Home equity levels increased year-to-year in the fourth quarter of 2017 following a larger-than-expected surge in home prices during the past year.

Homeowners with mortgages, or 63% of all properties, had 12.2% more home equity during the fourth quarter of 2017 than they did the fourth quarter of 2016. In comparison, equity levels were up 11.8% year-to-year in the third quarter, according to CoreLogic's Home Equity Report.

"The average growth in home equity was more than $15,000 during 2017, the most in four years," said CoreLogic Chief Economist Frank Nothaft in a press release. "Because wealth gains spur additional consumer purchases, the rise in home-equity wealth during 2017 should add more than $50 billion to U.S. consumption spending over the next two to three years.”

Properties with homes worth less than their outstanding mortgage balances decreased 21% year-over-year in the fourth quarter. Fewer than 5% of all properties now have negative equity, down considerably from the post-crisis peak of 26% in the fourth quarter of 2009.

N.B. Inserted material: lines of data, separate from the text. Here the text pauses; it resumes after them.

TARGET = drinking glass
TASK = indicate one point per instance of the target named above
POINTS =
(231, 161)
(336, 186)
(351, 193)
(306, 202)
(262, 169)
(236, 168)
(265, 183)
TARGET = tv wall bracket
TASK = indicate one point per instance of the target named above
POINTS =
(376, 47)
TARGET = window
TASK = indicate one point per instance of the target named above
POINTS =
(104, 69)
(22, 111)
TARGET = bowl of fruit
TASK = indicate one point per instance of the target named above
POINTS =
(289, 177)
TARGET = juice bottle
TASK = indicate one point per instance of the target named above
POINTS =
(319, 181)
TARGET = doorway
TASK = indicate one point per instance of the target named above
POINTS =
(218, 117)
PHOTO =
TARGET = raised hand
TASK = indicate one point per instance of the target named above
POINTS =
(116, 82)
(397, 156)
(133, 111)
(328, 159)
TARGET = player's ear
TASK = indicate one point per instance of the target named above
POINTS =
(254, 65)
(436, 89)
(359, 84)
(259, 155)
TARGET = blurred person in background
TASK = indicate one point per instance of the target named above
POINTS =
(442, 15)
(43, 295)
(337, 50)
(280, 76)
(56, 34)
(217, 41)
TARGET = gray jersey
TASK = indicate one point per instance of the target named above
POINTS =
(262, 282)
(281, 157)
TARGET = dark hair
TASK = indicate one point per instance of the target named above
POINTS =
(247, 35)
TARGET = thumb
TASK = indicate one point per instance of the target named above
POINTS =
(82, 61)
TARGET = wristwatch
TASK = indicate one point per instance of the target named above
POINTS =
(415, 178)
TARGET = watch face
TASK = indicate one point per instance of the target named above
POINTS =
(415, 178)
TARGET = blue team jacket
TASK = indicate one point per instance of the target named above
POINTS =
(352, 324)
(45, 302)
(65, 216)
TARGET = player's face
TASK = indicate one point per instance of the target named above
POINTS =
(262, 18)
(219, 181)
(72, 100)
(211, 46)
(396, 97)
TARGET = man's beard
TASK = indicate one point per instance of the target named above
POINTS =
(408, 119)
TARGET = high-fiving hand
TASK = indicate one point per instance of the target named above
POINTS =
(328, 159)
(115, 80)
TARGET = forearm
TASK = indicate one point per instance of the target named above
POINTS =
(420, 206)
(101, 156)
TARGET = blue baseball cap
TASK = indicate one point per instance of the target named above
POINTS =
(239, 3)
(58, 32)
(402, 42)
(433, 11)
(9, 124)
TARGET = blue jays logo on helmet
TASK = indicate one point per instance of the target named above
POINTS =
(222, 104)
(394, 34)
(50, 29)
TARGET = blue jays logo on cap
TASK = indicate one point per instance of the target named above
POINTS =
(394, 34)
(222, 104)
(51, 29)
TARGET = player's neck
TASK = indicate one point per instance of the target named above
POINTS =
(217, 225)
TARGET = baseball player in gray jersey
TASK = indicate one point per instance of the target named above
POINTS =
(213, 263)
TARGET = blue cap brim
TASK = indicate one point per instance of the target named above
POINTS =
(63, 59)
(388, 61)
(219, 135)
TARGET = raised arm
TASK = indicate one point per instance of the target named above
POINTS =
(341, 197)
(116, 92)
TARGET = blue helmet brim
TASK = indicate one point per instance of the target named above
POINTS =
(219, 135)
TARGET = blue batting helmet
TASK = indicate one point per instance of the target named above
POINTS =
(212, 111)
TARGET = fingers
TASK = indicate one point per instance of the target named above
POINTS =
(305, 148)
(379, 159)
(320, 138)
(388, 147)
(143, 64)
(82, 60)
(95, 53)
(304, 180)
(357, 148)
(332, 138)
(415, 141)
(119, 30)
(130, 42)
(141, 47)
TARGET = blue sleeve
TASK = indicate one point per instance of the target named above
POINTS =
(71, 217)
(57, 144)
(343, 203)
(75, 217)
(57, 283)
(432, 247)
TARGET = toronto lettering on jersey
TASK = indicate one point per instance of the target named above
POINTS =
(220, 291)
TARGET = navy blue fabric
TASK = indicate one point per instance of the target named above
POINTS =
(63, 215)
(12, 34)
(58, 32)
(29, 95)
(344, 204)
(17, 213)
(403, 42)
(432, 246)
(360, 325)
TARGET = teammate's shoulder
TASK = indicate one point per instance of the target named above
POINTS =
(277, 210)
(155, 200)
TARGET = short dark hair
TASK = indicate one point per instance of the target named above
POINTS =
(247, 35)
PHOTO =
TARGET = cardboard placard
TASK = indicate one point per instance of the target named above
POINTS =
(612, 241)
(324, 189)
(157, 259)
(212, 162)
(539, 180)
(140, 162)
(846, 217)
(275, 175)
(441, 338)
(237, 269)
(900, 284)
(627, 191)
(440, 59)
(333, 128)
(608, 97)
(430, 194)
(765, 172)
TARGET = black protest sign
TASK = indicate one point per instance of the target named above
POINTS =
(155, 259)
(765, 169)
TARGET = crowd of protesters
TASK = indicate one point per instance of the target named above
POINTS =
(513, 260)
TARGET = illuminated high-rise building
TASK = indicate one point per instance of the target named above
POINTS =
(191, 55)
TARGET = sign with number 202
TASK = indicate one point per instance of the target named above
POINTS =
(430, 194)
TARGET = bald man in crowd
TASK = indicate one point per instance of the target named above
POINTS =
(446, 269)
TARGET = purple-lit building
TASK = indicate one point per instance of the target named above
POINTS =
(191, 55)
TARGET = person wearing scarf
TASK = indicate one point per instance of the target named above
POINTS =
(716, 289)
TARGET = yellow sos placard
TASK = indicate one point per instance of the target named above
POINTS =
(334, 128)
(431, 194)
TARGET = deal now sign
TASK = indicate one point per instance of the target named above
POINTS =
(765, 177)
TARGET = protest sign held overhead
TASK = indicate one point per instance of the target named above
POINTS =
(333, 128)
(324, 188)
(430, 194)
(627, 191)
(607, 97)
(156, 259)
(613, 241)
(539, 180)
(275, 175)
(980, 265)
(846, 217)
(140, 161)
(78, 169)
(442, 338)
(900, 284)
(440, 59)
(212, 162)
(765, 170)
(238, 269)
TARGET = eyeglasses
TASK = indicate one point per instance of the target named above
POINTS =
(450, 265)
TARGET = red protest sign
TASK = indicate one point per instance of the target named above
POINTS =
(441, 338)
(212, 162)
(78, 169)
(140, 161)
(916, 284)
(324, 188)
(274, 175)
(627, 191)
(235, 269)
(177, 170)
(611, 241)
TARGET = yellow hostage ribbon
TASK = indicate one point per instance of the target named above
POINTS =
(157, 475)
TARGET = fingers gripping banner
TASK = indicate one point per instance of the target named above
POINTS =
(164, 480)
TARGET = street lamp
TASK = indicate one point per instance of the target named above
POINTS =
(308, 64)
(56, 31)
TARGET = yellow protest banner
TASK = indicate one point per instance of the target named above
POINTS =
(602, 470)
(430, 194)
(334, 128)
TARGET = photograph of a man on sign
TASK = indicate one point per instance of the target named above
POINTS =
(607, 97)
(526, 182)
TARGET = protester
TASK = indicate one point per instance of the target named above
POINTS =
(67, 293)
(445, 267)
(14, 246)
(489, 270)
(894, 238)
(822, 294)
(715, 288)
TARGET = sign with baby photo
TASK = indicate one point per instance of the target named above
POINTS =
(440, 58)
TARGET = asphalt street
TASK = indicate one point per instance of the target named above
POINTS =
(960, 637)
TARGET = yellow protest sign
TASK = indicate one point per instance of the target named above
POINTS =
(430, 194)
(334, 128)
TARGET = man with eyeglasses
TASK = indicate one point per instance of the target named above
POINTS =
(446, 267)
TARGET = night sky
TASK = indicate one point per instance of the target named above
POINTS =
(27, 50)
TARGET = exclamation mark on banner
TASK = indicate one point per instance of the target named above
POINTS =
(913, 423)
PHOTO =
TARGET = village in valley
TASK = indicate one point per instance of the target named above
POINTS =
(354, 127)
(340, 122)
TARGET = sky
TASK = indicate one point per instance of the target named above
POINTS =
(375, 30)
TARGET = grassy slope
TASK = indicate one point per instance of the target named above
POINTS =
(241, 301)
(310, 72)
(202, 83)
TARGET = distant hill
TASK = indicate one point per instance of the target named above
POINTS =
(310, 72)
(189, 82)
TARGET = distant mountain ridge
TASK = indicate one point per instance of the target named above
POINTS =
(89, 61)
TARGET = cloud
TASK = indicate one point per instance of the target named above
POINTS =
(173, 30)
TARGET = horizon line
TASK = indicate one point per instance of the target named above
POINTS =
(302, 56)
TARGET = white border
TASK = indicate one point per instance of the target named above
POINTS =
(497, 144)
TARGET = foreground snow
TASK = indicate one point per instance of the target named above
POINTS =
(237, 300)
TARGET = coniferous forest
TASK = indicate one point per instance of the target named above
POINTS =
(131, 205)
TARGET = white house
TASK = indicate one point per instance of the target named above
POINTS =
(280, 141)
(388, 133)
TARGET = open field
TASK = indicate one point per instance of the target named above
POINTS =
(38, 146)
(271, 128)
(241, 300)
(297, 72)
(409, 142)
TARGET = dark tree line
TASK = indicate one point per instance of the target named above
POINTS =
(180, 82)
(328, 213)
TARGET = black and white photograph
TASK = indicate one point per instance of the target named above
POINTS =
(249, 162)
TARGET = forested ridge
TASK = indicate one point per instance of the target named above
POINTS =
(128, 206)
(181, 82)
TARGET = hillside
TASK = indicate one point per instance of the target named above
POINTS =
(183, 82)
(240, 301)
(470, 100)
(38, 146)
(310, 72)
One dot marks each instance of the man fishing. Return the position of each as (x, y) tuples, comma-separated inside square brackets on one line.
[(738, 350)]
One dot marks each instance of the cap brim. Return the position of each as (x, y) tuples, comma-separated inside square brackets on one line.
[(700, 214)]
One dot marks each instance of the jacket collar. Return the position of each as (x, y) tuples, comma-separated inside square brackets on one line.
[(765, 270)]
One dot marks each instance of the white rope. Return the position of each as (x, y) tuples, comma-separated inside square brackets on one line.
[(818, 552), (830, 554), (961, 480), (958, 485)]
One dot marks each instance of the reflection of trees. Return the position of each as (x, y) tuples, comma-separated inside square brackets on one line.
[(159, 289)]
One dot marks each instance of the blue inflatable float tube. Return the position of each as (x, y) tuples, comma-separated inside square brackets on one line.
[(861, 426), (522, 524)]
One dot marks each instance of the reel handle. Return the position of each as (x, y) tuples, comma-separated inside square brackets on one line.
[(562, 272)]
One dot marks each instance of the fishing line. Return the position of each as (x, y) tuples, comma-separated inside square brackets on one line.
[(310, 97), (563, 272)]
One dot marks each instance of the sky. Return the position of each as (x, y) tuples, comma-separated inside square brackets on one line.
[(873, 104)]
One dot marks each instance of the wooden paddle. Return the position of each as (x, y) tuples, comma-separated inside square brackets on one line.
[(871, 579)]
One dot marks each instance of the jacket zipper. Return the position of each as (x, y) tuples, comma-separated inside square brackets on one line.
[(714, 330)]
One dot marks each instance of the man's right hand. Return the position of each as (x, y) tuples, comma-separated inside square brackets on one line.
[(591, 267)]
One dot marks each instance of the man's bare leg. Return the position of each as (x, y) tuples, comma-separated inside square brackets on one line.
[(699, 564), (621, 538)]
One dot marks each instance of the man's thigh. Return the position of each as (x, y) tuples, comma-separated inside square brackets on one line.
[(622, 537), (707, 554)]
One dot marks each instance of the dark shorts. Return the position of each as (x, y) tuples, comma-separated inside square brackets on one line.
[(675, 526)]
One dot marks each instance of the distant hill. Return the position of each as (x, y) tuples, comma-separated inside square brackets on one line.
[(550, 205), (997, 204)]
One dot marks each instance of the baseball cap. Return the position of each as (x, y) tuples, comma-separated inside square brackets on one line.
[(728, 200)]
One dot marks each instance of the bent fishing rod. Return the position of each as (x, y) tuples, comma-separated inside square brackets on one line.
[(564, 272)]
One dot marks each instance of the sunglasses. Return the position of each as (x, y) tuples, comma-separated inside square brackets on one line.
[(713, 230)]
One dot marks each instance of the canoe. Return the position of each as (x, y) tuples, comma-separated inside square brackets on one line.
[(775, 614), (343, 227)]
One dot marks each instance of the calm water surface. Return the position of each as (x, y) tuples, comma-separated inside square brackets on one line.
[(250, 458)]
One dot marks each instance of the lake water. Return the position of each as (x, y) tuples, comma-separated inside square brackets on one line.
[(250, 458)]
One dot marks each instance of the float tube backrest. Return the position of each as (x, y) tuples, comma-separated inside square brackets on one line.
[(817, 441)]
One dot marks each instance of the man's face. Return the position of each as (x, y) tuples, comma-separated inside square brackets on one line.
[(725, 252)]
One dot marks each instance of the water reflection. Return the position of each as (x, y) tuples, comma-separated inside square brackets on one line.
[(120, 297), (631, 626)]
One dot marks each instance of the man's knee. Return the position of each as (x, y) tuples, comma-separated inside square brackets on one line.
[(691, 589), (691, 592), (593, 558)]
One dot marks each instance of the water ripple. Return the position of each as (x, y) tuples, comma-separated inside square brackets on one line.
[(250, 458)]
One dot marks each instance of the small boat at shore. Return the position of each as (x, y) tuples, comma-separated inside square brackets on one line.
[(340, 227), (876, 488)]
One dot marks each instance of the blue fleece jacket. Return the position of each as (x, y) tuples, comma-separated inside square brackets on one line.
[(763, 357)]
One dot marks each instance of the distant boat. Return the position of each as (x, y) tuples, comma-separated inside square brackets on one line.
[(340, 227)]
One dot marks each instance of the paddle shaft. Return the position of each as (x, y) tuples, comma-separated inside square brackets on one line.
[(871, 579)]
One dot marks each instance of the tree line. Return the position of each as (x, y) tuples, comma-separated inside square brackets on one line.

Markets with the highest share of negative equity include the Miami metropolitan area (13.1%), the Chicago metro area (10.1%), and the Las Vegas metro area (9.2%).

“There are wide disparities in home-equity gains by geographic area, with higher-priced, capacity constrained markets along the East and West Coasts registering the largest increases,” said Frank Martell, president and CEO of CoreLogic, in the press release.

“The average homeowner in California and Washington had a wealth gain of about $40,000, reflecting the high price of homes in California and the rapid appreciation in Washington. In contrast, the average owner in Louisiana had little change in their housing wealth during 2017.”